Posted: Tue Oct 04, 2011 10:15 pm
by millerd
Here's a question: how do you stop the butterflies heading straight for the nearest bright window and battering themselves against the glass? My experience of butterflies indoors is that they invariably make straight for the light, regardless of nectary inducements to do otherwise.

Dave

Re: Susie

Posted: Wed Oct 05, 2011 7:49 am
by Susie
For some reason they haven't tried to do that, even on Monday when it was very sunny. Curious now I think of it.

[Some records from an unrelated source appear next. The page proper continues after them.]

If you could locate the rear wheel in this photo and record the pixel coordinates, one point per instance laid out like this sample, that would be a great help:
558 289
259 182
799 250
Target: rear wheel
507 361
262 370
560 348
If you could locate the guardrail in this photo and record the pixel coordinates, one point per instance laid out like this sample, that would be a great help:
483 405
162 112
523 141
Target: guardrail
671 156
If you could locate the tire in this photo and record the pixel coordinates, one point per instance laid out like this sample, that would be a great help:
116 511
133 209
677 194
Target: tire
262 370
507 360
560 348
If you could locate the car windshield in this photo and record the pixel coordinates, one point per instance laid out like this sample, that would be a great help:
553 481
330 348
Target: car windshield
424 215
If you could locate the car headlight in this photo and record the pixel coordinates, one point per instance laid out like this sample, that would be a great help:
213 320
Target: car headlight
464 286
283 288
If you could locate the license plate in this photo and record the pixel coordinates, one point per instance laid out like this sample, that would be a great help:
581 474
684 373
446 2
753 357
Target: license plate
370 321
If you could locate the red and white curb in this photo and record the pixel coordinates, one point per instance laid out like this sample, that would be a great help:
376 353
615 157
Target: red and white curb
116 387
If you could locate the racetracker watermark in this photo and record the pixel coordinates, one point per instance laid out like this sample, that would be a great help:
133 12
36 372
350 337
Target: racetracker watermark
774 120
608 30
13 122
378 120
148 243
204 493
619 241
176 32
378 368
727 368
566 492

The flowers are right next to the window and they seem content to perch on that when not flying or the white curtain next to the window. If they do start battering themselves I do have netted containers they can go in.

Re: Susie

Posted: Wed Oct 05, 2011 12:12 pm
by Piers
Your own private tropical butterfly house eh Susie? Good for you. It makes a change from keeping land snails, cockroaches, scorpions or tarantulas. In fact it's no different from keeping any other insect or invertebrate in captivity or as a pet.

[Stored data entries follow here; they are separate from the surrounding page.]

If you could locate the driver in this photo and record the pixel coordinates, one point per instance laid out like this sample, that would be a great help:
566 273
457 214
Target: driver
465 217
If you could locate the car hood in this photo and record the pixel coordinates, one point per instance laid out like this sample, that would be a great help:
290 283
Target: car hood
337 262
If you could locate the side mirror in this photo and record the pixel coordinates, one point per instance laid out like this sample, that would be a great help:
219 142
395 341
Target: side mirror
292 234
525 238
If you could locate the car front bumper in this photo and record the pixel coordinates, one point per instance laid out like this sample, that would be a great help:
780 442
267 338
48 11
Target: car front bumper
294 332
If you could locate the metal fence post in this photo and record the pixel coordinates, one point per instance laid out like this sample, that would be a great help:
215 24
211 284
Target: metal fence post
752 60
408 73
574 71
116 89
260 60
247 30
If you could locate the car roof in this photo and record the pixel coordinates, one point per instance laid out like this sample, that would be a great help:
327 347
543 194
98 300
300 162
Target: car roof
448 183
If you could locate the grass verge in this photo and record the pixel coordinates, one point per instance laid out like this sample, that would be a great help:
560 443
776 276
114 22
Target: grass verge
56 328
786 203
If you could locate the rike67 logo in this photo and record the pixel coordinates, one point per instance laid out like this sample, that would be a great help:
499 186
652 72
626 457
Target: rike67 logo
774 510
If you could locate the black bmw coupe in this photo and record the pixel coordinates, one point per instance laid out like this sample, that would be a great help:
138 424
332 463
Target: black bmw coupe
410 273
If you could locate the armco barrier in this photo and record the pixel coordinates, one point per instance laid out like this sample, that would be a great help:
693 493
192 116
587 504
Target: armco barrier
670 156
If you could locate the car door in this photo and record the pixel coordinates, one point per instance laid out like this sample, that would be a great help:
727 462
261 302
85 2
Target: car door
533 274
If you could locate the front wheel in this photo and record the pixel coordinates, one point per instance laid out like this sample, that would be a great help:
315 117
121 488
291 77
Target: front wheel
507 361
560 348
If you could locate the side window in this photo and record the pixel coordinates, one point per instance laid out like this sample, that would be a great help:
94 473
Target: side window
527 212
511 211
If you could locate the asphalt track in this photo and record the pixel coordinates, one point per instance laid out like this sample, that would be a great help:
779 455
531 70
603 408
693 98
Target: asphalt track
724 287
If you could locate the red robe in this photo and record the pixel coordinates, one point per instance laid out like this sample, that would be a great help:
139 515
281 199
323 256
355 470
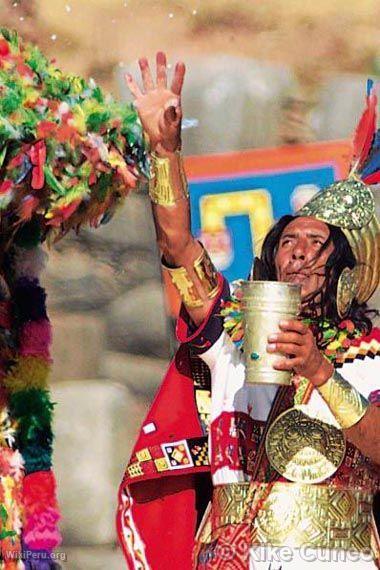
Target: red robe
167 484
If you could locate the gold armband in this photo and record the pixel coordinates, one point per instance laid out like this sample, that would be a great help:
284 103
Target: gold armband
345 402
194 294
162 191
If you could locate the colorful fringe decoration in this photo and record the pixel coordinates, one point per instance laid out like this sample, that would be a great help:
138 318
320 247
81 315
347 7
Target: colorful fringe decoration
30 510
69 152
335 340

Fingers crossed you achieve a pairing.

Piers.

Re: Susie

Posted: Wed Oct 05, 2011 7:28 pm
by David M
Have the males established any leks yet?

Re: Susie

Posted: Wed Oct 05, 2011 7:51 pm
by Susie
There is only one male and one female so far. He's a pathetic specimen in as much as he doesn't seem interested in mating. He spends most of his time sitting on the buddleia or feeding although at the moment he is sitting on the bottom of the ceiling light.

Re: Susie

Posted: Wed Oct 05, 2011 8:01 pm
by David M
When they're not feeding, what do they do? Are they doing circuits of the room or just lazing about?

Re: Susie

Posted: Wed Oct 05, 2011 8:10 pm
by Susie
Lazing about most of the time.

Re: Susie

Posted: Mon Oct 10, 2011 12:31 pm
by Philzoid
Piers wrote:Your own private tropical butterfly house eh Susie? Good for you. It makes a change from keeping land snails, cockroaches, scorpions or tarantulas. In fact it's no different from keeping any other insect or invertebrate in captivity or as a pet.

Fingers crossed you achieve a pairing.

Piers.
Totally agree with Piers on this one!

Good luck Susie. There is always a chance you've had a pairing without seeing it.